Io non capisco.
Affanni, ansie, livori, mi disturbano. Come insetti che neanche ho voglia di schiacciare. Si badi, non per pietà.
Gioie e dolori mi sfiorano soltanto quando DEVO prestarci attenzione. E sono quasi sempre le gioie e i dolori di altri... Poi, per me, non capisco a cosa serva tutta la pantomina di dover avere dei sogni, delle aspirazioni, delle illusioni, qualcosa in cui credere, un ideale per cui magari morire, e lo scrivo senza amarezza.
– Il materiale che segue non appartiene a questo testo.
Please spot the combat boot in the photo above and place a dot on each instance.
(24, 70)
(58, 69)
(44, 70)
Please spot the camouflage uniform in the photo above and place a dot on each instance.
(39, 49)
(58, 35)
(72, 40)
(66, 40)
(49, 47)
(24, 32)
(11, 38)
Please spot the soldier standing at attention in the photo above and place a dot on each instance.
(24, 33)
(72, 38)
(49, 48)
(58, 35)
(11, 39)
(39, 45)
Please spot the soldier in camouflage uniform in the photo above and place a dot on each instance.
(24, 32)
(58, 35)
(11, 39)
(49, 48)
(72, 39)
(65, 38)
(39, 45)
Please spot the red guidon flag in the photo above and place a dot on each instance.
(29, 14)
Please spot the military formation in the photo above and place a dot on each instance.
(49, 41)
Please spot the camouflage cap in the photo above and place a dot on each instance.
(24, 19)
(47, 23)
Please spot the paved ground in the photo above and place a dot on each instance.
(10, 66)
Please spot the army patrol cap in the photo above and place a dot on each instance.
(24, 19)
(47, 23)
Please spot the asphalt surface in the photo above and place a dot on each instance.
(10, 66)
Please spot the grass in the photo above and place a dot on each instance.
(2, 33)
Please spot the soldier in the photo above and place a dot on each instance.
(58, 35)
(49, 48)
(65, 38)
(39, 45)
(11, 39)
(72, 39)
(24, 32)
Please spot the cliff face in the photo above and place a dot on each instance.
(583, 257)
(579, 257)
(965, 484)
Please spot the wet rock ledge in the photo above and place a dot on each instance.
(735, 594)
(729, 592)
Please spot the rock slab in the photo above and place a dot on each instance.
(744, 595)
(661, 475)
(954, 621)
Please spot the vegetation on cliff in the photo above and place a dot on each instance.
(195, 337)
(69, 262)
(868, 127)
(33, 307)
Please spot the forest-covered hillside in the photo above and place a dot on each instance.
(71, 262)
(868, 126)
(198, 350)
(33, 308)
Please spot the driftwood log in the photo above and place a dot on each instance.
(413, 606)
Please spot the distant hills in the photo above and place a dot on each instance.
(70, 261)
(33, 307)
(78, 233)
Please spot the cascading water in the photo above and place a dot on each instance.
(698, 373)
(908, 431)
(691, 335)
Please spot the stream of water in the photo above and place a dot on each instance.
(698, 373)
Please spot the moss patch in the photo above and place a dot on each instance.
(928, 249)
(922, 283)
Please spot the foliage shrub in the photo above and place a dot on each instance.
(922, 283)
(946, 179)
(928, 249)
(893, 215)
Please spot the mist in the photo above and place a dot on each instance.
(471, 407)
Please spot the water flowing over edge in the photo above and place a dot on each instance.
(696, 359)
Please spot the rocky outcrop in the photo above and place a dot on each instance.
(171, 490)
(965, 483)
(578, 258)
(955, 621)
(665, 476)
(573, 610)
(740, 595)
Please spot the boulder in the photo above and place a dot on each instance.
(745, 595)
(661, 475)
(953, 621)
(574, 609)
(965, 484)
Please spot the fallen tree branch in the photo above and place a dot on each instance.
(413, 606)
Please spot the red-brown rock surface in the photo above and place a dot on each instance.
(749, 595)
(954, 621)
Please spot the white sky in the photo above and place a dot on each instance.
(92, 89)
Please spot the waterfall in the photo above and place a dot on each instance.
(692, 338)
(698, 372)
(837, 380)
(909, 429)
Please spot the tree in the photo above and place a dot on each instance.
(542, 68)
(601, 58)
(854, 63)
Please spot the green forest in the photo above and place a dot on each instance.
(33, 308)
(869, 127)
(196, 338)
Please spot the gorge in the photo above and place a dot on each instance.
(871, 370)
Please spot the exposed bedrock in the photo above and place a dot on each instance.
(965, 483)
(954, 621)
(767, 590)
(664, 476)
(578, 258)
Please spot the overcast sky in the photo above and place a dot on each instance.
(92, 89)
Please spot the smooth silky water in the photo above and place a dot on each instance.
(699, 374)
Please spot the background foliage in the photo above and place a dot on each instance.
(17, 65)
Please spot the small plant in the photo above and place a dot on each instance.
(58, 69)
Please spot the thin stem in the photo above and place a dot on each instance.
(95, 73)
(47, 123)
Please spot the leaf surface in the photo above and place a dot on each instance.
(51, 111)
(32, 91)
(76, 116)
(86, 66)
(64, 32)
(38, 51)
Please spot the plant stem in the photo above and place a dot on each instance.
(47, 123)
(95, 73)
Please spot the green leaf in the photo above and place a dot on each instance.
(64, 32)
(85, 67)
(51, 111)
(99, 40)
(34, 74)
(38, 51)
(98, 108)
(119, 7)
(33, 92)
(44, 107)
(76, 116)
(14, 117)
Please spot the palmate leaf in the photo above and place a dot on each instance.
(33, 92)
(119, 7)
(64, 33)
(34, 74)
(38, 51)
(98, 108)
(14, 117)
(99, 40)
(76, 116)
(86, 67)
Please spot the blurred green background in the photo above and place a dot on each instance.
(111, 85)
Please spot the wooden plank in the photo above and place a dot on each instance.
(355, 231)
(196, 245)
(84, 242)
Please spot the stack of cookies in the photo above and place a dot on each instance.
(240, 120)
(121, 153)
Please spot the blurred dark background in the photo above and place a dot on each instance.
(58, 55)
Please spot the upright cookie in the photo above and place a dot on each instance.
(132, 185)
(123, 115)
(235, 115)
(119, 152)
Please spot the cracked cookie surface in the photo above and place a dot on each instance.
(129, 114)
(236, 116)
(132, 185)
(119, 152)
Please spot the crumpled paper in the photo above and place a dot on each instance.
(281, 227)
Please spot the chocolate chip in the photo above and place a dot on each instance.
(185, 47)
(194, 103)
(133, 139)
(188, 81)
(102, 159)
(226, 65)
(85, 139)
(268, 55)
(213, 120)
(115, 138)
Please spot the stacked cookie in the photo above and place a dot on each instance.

Con lucidità e un accenno di sorriso sulle labbra.
Ci sono libri, questo so, che non dovrebbero mai essere letti. (Come dischi che, incisi, dovrebbero essere riposti e dimenticati ai più.) Nel "Libro dell'inquietudine..." tutto è divinamente anonimo, umanamente abbozzato, nervosamente sospeso. Sono riflessioni senza un nesso logico e temporale di un piccolo contabile di Lisbona, un omino insonne e dimesso; si intuisce non attraente. Siamo negli anni Trenta del secolo appena trascorso; ma potremmo essere in ogni angolo del mondo e in ogni epoca. E soprattutto Bernardo Soares potrebbe essere chiunque, fra i tanti fantasmi che incrociamo ogni giorno. Ma potremmo anche essere noi: ed è questo il cancro che questo libro infonde nell'anima del lettore, quando cioè questi per un attimo sfiora la filosofia dell'autore e ne resta travolto e schiacciato. Perchè ciò che Bernardo Soares (fra i tanti, l'eteronimo certamente più tragico e calzante allo scrittore Pessoa) osserva dalla finestra del suo studio in Rua Dos Douradores, piuttosto che seduto al solito tavolo nella solita sordida taverna, o un giorno in campagna in visita a un amico; ciò che il grigio Bernardo annota tranquillo e senza speranza nel suo diario è un mondo interiore che già conosce la Verità di tutto, foriero di un Segreto che i più non vogliono vedere, ed io sto per piangere...
Soares attraversa la "maglia rotta nella rete" di montaliana memoria, ma ci svela che anche al di là è tutto uguale, resta sempre lo stesso...
"(...) Ogni giorno la Materia mi maltratta. la mia sensibilità è una fiamma al vento."